Bernd Böttcher
Bernd Böttcher leitete von 2005 bis 2008 die Kulturabteilung des Bukowina Zentrums an der Jurij-Fedkowytsch-Universität in Czernowitz. Er erweiterte die konzeptionellen Grundlagen der Programmarbeit des Zentrums und realisierte zahlreiche Kulturveranstaltungen wie etwa Ausstellungen, Konzerte, internationale Begegnungen und Bildungsprojekte.

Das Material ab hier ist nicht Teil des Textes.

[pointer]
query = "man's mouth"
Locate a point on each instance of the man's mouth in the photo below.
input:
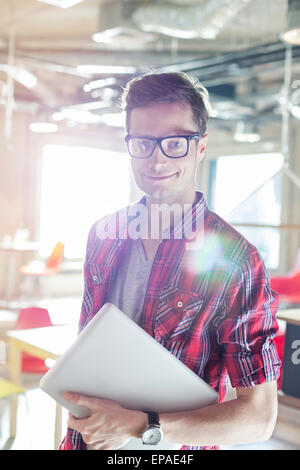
(160, 177)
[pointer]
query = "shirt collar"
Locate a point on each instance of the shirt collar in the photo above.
(192, 220)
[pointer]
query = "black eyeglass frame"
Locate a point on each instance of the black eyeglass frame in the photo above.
(158, 141)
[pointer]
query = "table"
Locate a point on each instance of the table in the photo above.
(48, 342)
(12, 248)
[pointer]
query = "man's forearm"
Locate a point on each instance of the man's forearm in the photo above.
(233, 422)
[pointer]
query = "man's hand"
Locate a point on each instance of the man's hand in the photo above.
(110, 426)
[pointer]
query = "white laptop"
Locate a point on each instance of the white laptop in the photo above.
(114, 358)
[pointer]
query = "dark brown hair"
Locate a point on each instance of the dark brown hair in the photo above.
(156, 88)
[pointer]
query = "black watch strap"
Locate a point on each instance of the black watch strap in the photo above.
(153, 418)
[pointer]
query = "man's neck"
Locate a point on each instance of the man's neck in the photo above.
(163, 214)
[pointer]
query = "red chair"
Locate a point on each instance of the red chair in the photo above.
(288, 287)
(33, 317)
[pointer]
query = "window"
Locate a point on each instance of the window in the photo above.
(79, 186)
(246, 189)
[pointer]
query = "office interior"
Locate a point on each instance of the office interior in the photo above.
(64, 163)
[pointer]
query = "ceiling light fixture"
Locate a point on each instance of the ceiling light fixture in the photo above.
(246, 132)
(291, 34)
(106, 69)
(43, 127)
(104, 82)
(61, 3)
(23, 76)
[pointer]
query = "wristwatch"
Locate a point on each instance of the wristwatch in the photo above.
(152, 434)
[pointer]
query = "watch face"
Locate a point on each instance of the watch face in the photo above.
(152, 435)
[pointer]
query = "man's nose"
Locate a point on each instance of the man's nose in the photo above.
(158, 158)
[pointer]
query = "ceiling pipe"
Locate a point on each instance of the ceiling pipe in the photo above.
(206, 19)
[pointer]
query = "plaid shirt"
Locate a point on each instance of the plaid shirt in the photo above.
(211, 307)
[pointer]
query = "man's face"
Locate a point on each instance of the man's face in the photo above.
(166, 179)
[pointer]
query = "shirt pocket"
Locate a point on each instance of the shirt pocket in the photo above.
(177, 311)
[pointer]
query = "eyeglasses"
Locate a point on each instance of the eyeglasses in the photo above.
(172, 146)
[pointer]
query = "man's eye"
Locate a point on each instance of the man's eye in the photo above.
(175, 144)
(143, 144)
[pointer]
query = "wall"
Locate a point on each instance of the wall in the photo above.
(20, 170)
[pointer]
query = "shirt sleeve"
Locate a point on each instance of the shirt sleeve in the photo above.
(245, 334)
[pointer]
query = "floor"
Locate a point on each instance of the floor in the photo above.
(36, 412)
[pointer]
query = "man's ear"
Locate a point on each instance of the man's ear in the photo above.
(202, 146)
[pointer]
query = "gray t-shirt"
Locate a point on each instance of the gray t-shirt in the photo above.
(129, 287)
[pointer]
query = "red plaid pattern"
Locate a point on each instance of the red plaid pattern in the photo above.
(211, 307)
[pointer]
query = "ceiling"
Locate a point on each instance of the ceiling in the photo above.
(232, 46)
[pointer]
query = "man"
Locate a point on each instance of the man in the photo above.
(209, 303)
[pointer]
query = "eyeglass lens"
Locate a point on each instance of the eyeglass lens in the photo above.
(175, 147)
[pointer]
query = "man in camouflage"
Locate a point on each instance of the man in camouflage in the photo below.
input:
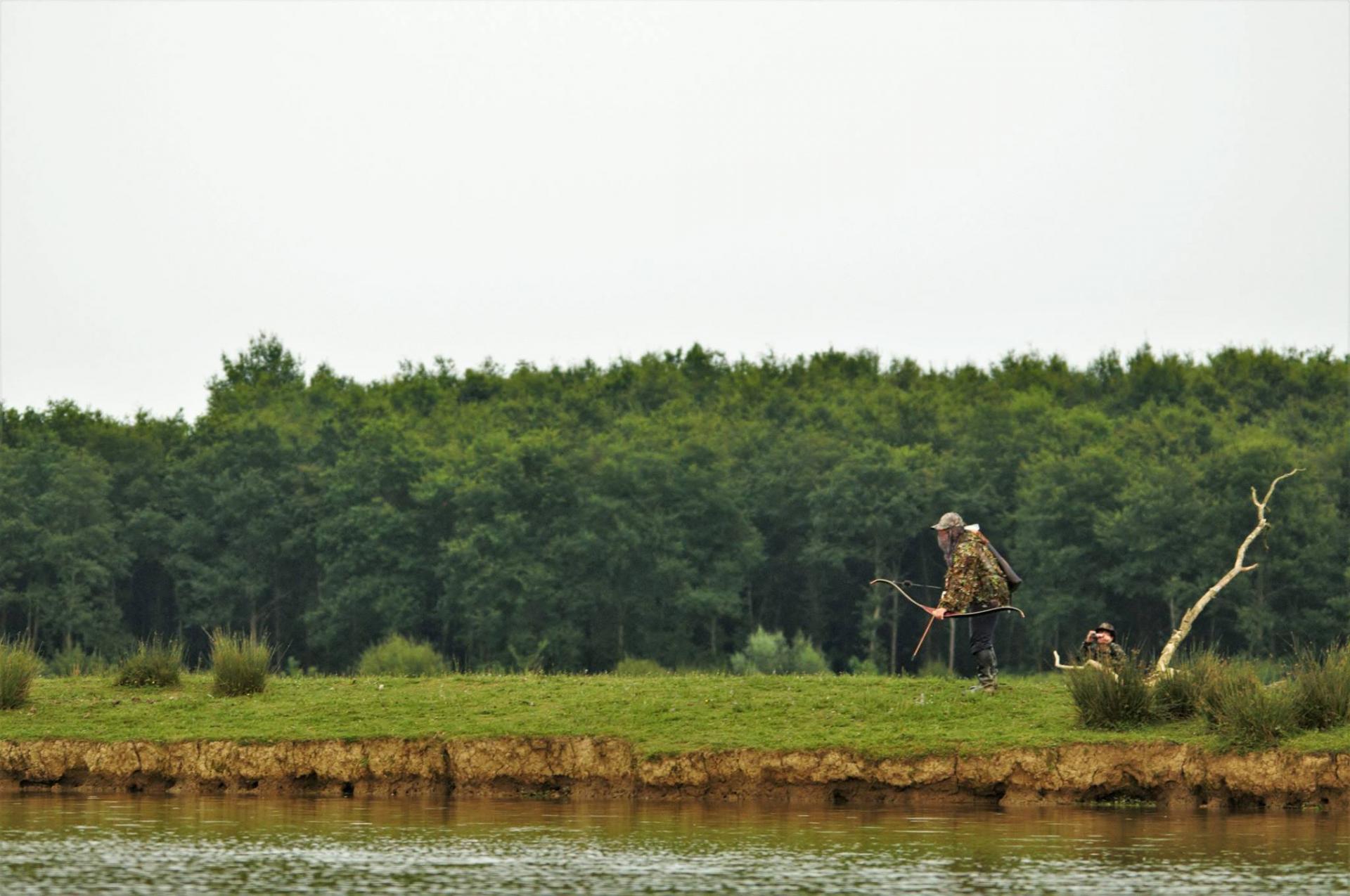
(1100, 645)
(974, 580)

Projekte von Bernd Böttcher am Bukowina Zentrum (Auswahl):
Werdegang
Durch einen einjährigen Auslandsfreiwilligendienst im polnischen Kreisau/Krzyżowa für Mittel- und Osteuropa begeistert, studierte Bernd Böttcher ab 1998 an der Europa-Universität Viadrina Kulturwissenschaften mit den Schwerpunkten osteuropäische Geschichte und Literatur. Zwei Auslandssemester verbrachte er 2000-2001 an der Uniwersytet Warszawski in Warschau. Nach Abschluss des Diplomstudiums war er 2004-2005 als Lektoratsassistent im Ch. Links Verlag Berlin tätig und arbeitete anschließend im Verlag Herder in Freiburg i.Br.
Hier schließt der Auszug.